An Atlanta middle school principal had an in-school affair with a teacher and failed to look into rumors that a custodian was selling marijuana to sixth graders, according to the results of an internal school system investigation.
Kelvin Griffin, who resigned as principal of Young Middle School in west Atlanta on Friday, said Thursday the allegations are false.
“I never had an inappropriate relationship with a teacher and I never condoned anybody selling drugs to my students in my school, and I was never aware that was taking place,” he said in a phone interview.
The Feb. 21 investigative report, obtained by The Atlanta Journal-Constitution through an open records request, concludes that Griffin violated policies prohibiting romantic relationships with subordinates, and that he didn’t maintain a drug-free school environment.

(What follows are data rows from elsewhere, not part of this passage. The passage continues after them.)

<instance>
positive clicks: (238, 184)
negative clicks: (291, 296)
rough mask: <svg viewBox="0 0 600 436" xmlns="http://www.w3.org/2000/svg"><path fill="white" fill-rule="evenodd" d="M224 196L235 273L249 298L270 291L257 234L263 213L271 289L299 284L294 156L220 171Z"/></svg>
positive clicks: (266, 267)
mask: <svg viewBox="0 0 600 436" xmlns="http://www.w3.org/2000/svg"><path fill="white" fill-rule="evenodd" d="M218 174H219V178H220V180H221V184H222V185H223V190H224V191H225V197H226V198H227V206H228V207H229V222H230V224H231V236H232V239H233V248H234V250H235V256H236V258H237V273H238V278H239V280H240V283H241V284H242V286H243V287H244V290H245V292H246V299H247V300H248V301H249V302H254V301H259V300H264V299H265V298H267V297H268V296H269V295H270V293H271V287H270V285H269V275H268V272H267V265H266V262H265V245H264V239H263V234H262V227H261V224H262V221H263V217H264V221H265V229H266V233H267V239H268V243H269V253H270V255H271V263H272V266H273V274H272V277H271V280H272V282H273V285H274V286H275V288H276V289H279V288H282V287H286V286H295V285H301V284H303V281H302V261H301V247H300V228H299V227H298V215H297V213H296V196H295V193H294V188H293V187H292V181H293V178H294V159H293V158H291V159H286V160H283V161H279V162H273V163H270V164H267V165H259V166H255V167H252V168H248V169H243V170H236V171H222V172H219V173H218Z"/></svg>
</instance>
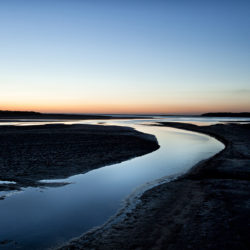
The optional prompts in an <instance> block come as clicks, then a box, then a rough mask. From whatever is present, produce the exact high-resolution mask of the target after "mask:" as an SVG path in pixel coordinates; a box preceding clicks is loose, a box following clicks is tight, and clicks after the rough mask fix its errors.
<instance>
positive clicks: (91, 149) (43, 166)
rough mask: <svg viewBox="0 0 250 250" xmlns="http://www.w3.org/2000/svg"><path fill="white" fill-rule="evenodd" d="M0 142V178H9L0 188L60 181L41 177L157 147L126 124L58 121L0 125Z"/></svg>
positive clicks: (58, 175) (107, 162)
mask: <svg viewBox="0 0 250 250" xmlns="http://www.w3.org/2000/svg"><path fill="white" fill-rule="evenodd" d="M0 145H1V147H0V181H8V182H13V183H9V184H1V182H0V191H9V190H18V189H20V188H22V187H28V186H33V187H37V186H43V185H52V186H53V185H57V186H58V185H60V184H59V183H56V184H55V183H54V184H53V183H52V184H44V183H41V182H39V180H44V179H62V178H67V177H69V176H72V175H76V174H80V173H85V172H87V171H89V170H92V169H95V168H98V167H102V166H105V165H109V164H114V163H118V162H122V161H125V160H128V159H130V158H133V157H136V156H140V155H144V154H146V153H149V152H152V151H154V150H156V149H158V148H159V145H158V142H157V140H156V138H155V137H154V136H153V135H149V134H144V133H141V132H138V131H136V130H134V129H132V128H129V127H120V126H100V125H62V124H54V125H42V126H40V125H39V126H0ZM61 184H65V183H61ZM0 198H1V197H0ZM2 198H4V197H2Z"/></svg>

The report also found that Griffin had an inappropriate romantic relationship with a parent who was volunteering at the school, and that he allowed a non-certified teacher to administer a teacher effectiveness survey to students.

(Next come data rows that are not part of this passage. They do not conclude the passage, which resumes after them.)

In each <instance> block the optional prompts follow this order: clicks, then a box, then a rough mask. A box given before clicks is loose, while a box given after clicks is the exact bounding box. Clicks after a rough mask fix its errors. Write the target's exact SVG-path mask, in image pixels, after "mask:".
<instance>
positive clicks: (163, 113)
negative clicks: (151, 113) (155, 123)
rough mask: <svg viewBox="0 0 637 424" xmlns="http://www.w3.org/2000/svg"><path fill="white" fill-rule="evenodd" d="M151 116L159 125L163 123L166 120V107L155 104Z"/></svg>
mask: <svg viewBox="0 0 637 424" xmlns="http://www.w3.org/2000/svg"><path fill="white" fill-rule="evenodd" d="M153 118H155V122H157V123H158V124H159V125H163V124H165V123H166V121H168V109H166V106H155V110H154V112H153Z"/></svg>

Griffin and the teacher locked themselves in her office and didn’t answer the door when an assistant principal knocked, according to the report. Security video footage showed the teacher checking to make sure the hallway was clear before waving Griffin to come out.
The custodian was arrested last year for possession of marijuana on campus after a school resource officer saw paraphernalia in the custodian’s car, the report said.
Griffin said he’s talking with attorneys to find out what his options are.
“All of it is rumors and innuendos, all of it,” he said. “Disgruntled employees started rumors that got out of hand.”
The report said Griffin told investigators he acknowledged he should have looked into rumors that the custodian was selling drugs.
But Griffin said he never heard about potential drugs at school until after the custodian was arrested. Griffin said the custodian was quickly fired.
Young Middle School’s interim principal is Gregory Middleton, the city’s executive director for west region schools. He didn’t return a phone message seeking comment Thursday.